Appellants contend the court erred in allowing parol testimony to be admitted when the plain language of the will made the nieces and nephew the principal beneficiaries. Their argument overlooks the law regarding latent ambiguity of instruments. In the recent case of Jacoway v. Brittain, 360 So.2d 306 (Ala. 1978), this Court stated that:
The law says that where a latent ambiguity exists in a will, the court may resort to extrinsic evidence in ascertaining the intent of the testator. Perdue v. Roberts, 294 Ala. 194, 314 So.2d 280 (1975).
A latent ambiguity may arise in the identification of or application to the property or subject matter as described or bequeathed. See Wiley v. Murphree, 228 Ala. 64, 151 So. 869 (1933). See also, Achelis v. Musgrove, 212 Ala. 47, 101 So. 670 (1924).
A latent ambiguity is to be distinguished from a patent ambiguity. A patent ambiguity is not a true ambiguity; it is merely confusion created on the face of the will by the use of defective, obscure or insensible language. On the other hand, a latent ambiguity occurs where the language is clear and intelligible, but when considered in light of certain extraneous facts, it takes on a multiple meaning. . ..
This is a classic case of latent ambiguity, and of course it goes without saying that where such an ambiguity exists parol evidence is admissible to determine the intent of the testatrix.
In Cooper v. Birmingham Trust Savings Co., 248 Ala. 549, 28 So.2d 720 (1947), the following rule was set forth:
The usual and ordinary meaning of child does not include grandchild. It does include a grandchild in two instances (1) when it is necessary to make the will operative, and (2) when it clearly appears that the testator intended to use the expression so as to include grandchildren. Benners v. First National Bank, 247 Ala. 74, 22 So.2d 435; Spencer v. Title Guarantee Loan Trust Co., 222 Ala. 485, 132 So. 730 (a different case and a different instrument) 222 Ala. 221, 132 So. 32; Wilson v. Rand, 215 Ala. 159, 110 So. 3.
See Jesseph v. Leveridge, 205 Ark. 665, 170 S.W.2d 71 (1943); In re Horton's Estate, 68 A.2d 658, 5 N.J. Super. 518 (1949); and Bank of New York v. Shillito, 14 N.Y.S.2d 458 (1939), for cases in other jurisdictions to the effect that the terms "nieces" and "nephews" include grandnieces and grandnephews where the intention of the testatrix is manifest.

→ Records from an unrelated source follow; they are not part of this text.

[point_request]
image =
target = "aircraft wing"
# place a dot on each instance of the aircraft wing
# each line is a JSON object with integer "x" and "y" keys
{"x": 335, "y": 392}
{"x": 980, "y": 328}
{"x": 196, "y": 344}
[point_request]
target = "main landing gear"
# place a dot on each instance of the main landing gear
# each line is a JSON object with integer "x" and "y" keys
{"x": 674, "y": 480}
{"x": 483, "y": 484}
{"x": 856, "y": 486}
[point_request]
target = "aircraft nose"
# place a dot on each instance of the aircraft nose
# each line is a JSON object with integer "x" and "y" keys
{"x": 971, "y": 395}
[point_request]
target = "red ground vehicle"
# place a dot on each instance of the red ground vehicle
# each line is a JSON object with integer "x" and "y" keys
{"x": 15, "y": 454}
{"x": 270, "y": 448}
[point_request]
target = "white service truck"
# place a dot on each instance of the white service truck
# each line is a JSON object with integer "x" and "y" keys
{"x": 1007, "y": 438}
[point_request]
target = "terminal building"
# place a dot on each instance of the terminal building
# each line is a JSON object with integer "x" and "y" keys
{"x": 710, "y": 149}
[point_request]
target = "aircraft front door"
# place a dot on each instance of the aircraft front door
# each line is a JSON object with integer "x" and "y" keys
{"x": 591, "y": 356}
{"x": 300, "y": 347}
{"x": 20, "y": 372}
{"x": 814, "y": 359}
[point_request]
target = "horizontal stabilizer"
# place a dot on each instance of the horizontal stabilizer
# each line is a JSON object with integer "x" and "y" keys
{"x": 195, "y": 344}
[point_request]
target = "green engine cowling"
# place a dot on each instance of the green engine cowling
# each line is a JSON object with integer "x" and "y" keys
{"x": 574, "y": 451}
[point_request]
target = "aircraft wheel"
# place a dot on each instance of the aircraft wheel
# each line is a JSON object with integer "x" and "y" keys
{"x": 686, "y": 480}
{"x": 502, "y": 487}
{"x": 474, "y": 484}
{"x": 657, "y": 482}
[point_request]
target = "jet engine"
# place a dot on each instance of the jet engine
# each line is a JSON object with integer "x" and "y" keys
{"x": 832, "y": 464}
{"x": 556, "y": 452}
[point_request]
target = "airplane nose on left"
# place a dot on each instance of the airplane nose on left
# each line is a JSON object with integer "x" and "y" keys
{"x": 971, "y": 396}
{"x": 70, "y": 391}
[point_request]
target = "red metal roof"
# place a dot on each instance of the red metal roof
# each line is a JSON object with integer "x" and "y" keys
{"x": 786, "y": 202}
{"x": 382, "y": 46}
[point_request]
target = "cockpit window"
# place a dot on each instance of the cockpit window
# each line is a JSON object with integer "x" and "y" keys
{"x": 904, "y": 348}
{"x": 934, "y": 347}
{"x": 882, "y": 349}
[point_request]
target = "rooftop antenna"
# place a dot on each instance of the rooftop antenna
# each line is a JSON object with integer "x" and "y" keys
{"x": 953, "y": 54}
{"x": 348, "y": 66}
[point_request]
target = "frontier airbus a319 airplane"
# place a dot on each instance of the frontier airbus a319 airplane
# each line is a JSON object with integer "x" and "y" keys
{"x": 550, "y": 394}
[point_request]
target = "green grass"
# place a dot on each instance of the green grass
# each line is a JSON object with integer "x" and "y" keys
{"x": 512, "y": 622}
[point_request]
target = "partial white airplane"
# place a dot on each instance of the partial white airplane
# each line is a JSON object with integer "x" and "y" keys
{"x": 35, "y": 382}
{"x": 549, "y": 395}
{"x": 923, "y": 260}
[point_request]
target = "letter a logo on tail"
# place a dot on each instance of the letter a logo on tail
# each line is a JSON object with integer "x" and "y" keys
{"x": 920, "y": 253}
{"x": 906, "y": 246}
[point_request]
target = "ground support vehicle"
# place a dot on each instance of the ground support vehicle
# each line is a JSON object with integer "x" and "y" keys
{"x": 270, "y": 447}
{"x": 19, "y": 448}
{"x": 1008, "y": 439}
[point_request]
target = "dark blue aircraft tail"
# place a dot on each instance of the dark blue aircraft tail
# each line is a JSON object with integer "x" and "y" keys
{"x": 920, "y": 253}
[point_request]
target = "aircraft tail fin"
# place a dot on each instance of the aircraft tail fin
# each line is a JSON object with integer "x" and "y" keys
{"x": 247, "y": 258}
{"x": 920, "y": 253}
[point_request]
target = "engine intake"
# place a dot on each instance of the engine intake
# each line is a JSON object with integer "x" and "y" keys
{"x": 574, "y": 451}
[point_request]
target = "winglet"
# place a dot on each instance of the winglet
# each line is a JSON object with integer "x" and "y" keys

The attorney who drafted the will testified that the testatrix referred to her nieces and nephew as "the children" and referred to her grandnieces and grandnephews as her "nieces" and "nephews." Admittedly, there was testimony of other witnesses contrary to this, but conflicts in the evidence are to be resolved by the trial judge. There was other testimony in the record from which the trial judge could have reasonably concluded that the testatrix intended to exclude her nieces and nephew. She had previously been engaged in litigation with Beth Lockett and her husband, Roy Lockett. Additionally, she had made loans to Roy Lockett and Haskell Sankey which had not been repaid.
We are of the opinion that the judgment appealed from is due to be and it is hereby affirmed.
AFFIRMED.
MADDOX, FAULKNER, JONES and EMBRY, JJ., concur.
JONES, J., sitting for BLOODWORTH, J., has listened to the tape recording of oral argument.